Fortescue Metals shares had their biggest gain of the year but the Australian market slumped on concerns of how US authorities will respond to the biggest rise in inflation in 31 years.
Fortescue shares on Thursday jumped 8.19 per cent as materials and telecommunication stocks proved the only categories to close higher.
Andrew Forrest's company easily outperformed BHP (up 2.57 per cent) and Rio Tinto (up 1.86 per cent) and experts offered different reasons why.
Some pointed to an increase in iron ore futures prices. Others cited a deal between the company and a hydrogen provider to make zero-carbon aviation fuel.
Deep Data Analytics chief executive Mathan Somasundaram said investors were tipping that troubled Chinese property developers, important Fortescue customers, were about to gain easier credit access.

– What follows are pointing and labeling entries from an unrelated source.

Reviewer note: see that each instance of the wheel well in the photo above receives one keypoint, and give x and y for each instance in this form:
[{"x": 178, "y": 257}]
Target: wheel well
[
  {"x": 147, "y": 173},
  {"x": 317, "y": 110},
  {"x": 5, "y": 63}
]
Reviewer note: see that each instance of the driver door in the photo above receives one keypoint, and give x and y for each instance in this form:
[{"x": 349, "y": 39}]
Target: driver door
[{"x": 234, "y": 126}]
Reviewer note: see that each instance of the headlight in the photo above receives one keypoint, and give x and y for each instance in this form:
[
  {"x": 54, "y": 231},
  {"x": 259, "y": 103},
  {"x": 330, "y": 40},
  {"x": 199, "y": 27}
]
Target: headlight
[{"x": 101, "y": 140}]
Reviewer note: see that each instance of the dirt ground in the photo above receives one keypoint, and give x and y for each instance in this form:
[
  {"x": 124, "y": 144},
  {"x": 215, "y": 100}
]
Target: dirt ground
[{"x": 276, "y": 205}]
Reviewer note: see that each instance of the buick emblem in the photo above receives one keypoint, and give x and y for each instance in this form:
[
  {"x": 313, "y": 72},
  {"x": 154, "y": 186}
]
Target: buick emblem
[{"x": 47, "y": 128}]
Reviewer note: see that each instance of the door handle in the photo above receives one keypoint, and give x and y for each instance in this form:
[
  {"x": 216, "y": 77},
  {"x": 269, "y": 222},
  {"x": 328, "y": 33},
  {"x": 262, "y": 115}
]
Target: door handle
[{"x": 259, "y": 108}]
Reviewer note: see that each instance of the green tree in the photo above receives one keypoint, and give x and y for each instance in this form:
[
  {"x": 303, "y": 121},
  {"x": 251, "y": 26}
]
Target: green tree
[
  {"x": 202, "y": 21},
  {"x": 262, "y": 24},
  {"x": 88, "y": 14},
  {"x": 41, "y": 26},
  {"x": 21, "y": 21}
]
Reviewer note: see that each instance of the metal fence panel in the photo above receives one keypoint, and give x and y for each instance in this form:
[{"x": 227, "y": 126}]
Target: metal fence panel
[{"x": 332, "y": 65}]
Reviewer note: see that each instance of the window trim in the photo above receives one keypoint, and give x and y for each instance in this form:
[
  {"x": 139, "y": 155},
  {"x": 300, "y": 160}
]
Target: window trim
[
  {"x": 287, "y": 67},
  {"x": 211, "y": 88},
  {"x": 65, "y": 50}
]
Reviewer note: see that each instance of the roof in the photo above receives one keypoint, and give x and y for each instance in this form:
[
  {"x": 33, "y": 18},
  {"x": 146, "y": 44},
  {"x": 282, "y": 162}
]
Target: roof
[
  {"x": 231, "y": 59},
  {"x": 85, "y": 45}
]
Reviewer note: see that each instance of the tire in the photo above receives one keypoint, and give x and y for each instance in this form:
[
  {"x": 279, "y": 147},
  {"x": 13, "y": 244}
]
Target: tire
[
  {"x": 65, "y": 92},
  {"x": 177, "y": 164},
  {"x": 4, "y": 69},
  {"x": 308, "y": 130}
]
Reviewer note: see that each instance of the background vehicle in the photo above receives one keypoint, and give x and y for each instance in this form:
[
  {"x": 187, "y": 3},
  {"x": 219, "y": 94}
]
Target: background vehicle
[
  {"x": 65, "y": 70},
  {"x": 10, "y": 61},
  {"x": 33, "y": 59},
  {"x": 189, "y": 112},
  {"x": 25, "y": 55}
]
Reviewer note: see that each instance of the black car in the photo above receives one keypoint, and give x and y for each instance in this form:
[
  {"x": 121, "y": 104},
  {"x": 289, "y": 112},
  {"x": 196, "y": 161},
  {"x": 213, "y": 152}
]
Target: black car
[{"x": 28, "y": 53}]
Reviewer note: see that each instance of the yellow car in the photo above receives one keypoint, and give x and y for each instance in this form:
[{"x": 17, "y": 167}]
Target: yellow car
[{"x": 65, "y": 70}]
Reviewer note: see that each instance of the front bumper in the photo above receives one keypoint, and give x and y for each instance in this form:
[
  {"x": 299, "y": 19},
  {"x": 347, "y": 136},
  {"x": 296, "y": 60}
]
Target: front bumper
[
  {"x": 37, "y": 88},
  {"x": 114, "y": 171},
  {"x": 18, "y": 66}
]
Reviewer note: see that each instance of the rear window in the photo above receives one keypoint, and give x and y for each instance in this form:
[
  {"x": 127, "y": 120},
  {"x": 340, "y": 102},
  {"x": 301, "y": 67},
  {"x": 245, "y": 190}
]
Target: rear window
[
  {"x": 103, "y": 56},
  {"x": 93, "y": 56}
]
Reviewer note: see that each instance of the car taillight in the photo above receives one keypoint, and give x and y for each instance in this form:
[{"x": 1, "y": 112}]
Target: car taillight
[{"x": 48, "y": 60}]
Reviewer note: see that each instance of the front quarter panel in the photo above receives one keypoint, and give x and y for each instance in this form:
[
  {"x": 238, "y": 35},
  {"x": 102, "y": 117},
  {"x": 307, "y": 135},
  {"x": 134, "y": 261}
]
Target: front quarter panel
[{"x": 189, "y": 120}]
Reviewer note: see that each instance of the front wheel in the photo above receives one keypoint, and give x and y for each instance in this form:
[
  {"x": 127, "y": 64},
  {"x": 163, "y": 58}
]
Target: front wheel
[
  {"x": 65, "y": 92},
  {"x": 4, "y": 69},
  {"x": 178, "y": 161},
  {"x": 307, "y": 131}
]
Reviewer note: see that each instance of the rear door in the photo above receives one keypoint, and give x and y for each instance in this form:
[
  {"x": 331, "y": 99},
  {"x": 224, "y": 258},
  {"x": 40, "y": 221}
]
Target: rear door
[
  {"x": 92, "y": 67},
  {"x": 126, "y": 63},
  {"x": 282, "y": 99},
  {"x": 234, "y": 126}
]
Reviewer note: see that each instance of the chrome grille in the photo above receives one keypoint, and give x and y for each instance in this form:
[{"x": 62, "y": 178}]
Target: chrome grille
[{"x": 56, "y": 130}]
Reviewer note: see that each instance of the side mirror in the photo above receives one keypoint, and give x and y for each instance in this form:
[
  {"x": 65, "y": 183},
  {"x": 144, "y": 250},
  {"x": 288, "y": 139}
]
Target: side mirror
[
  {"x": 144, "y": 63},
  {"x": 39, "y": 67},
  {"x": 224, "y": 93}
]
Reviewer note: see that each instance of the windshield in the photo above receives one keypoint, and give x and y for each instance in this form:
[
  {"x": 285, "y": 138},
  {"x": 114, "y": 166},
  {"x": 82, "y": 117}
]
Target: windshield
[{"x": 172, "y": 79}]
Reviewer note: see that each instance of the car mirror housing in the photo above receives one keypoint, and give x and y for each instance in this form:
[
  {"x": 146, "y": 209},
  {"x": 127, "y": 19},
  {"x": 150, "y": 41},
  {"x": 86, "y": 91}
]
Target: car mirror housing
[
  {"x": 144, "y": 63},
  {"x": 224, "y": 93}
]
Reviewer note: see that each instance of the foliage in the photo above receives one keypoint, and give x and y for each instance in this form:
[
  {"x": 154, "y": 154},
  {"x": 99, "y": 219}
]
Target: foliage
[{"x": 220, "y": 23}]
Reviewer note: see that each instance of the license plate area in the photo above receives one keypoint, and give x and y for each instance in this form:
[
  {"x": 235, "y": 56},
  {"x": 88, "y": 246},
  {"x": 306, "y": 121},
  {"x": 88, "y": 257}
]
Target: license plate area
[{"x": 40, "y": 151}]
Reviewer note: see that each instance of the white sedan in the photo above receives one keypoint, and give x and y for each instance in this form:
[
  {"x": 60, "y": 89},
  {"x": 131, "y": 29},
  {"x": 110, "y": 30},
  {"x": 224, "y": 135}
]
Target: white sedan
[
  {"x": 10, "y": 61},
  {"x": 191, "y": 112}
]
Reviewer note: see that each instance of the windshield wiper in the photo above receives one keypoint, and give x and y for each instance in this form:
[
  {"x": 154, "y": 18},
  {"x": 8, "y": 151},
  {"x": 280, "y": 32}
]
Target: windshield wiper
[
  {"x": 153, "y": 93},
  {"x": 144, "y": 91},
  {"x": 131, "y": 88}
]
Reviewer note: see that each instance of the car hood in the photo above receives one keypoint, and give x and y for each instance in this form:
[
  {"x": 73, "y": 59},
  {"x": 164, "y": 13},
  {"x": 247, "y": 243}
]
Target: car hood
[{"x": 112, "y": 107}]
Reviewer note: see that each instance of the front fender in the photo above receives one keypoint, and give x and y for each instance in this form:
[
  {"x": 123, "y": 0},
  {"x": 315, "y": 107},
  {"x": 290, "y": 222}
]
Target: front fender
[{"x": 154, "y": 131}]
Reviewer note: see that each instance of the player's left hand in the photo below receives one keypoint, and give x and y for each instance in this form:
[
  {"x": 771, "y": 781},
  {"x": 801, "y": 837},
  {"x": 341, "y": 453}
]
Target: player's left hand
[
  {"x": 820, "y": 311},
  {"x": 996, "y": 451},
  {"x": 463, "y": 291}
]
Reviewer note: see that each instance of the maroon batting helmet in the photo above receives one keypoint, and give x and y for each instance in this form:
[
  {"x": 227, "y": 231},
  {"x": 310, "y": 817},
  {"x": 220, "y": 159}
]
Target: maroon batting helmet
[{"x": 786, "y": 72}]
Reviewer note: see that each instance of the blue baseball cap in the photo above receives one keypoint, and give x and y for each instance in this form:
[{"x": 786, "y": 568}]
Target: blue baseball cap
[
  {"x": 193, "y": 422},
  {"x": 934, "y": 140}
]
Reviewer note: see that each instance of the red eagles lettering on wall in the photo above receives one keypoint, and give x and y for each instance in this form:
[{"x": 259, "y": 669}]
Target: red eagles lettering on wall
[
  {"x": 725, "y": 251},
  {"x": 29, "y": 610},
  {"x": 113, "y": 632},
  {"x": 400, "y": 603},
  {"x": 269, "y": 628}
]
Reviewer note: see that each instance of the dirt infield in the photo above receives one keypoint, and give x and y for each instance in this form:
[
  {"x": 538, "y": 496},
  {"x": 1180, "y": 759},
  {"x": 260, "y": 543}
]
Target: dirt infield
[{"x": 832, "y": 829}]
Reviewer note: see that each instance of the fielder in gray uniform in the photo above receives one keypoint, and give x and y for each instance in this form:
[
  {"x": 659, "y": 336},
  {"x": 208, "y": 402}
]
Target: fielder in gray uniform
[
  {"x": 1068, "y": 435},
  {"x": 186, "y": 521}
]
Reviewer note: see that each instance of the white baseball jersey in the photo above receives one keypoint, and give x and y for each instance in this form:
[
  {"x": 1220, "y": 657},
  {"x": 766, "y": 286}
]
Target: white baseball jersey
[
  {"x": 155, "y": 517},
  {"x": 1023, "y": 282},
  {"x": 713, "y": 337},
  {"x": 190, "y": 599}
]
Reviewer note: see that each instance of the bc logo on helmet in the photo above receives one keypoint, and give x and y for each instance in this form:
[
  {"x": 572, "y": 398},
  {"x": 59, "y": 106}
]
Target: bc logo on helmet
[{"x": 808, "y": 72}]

One of those developers, Evergrande, paid bondholders this week after recently accruing more than $US300 billion in liabilities.
Fortescue investors were betting lawmakers would allow easier access to credit. This would lead to more ordering of iron ore for steel.
Yet the weight on most of the market was the US inflation figures which caused Wall Street to slide.
The US consumer price index delivered a jump of 0.9 per cent as demand for consumer goods in the pandemic outstrips supply.
Mr Somasundaram said the market was pricing in US rate rises next year.
"People are moving past the idea of inflation being transitory to it being persistently elevated," he said.
The benchmark S&P/ASX200 index closed lower by 42 points, or 0.57 per cent, to 7381.9.
The All Ordinaries closed down 36.2 points, or 0.47 per cent, to 7701.2.
Australia's jobless rate rose from 4.6 per cent to 5.2 per cent for October as more people sought work after coronavirus lockdowns.
The Australian dollar eased to 72 US cents. Traders anticipate the Reserve Bank will baulk at raising rates while unemployment moves higher.
On the market, Ramsay Health Care first-quarter earnings dropped after lockdowns stopped elective surgery in some countries.
The earnings were down 27.8 per cent to $197.4 million after parts of Australia, the UK and France were affected.
Shares dropped almost four per cent to $69.38.
Healthcare giant CSL was down 2.35 per cent to $306.83.
Gold miners did well after the inflation concerns. Evolution rose about five per cent. Northern Star improved by more than four per cent.
Bank losses varied. ANZ and Westpac were each down less than 0.2 per cent. The Commonwealth and NAB each shed about 1.6 per cent.
Accounting software vendor Xero has bought US group Locate Inventory for $25.9 million.
Locate provides software that helps companies manage their inventory.
Xero's first-half earnings fell 19 per cent due to more spending on sales, marketing and product development.
Shares fell 6.22 per cent to $138.12.
Explosives provider Orica posted a full-year loss due to a stronger Aussie dollar and fewer coal sales to China.
Geopolitical tensions between Australia and China were blamed for reduced thermal coal exports.
Shares were down 3.65 per cent to $14.77.
Media company Nine upgraded earnings guidance for its publishing arm from $30-40 million to $40-45 million.
Chairman Peter Costello said the advertising market had improved to be at pre-COVID levels.
Shares were up about three per cent to $3.05.
The Australian dollar was buying 73.11 US cents at 1719 AEDT, lower from 73.58 cents at Wednesday's close.
ON THE ASX
* The benchmark S&P/ASX200 index closed lower by 42 points, or 0.57 per cent, to 7381.9 on Thursday.
* The All Ordinaries closed down 36.2 points, or 0.47 per cent, to 7701.2.
* At 1719 AEDT, the SPI200 futures index was up 10 points, or 0.14 per cent, at 7381 points.
One Australian dollar buys:
* 73.11 US cents, from 73.58 cents on Wednesday
* 83.31 Japanese yen, from 83.03 yen
* 63.68 Euro cents, from 63.54 cents
* 54.48 British pence, from 54.28 pence
* 103.79 NZ cents, from 103.60 cents.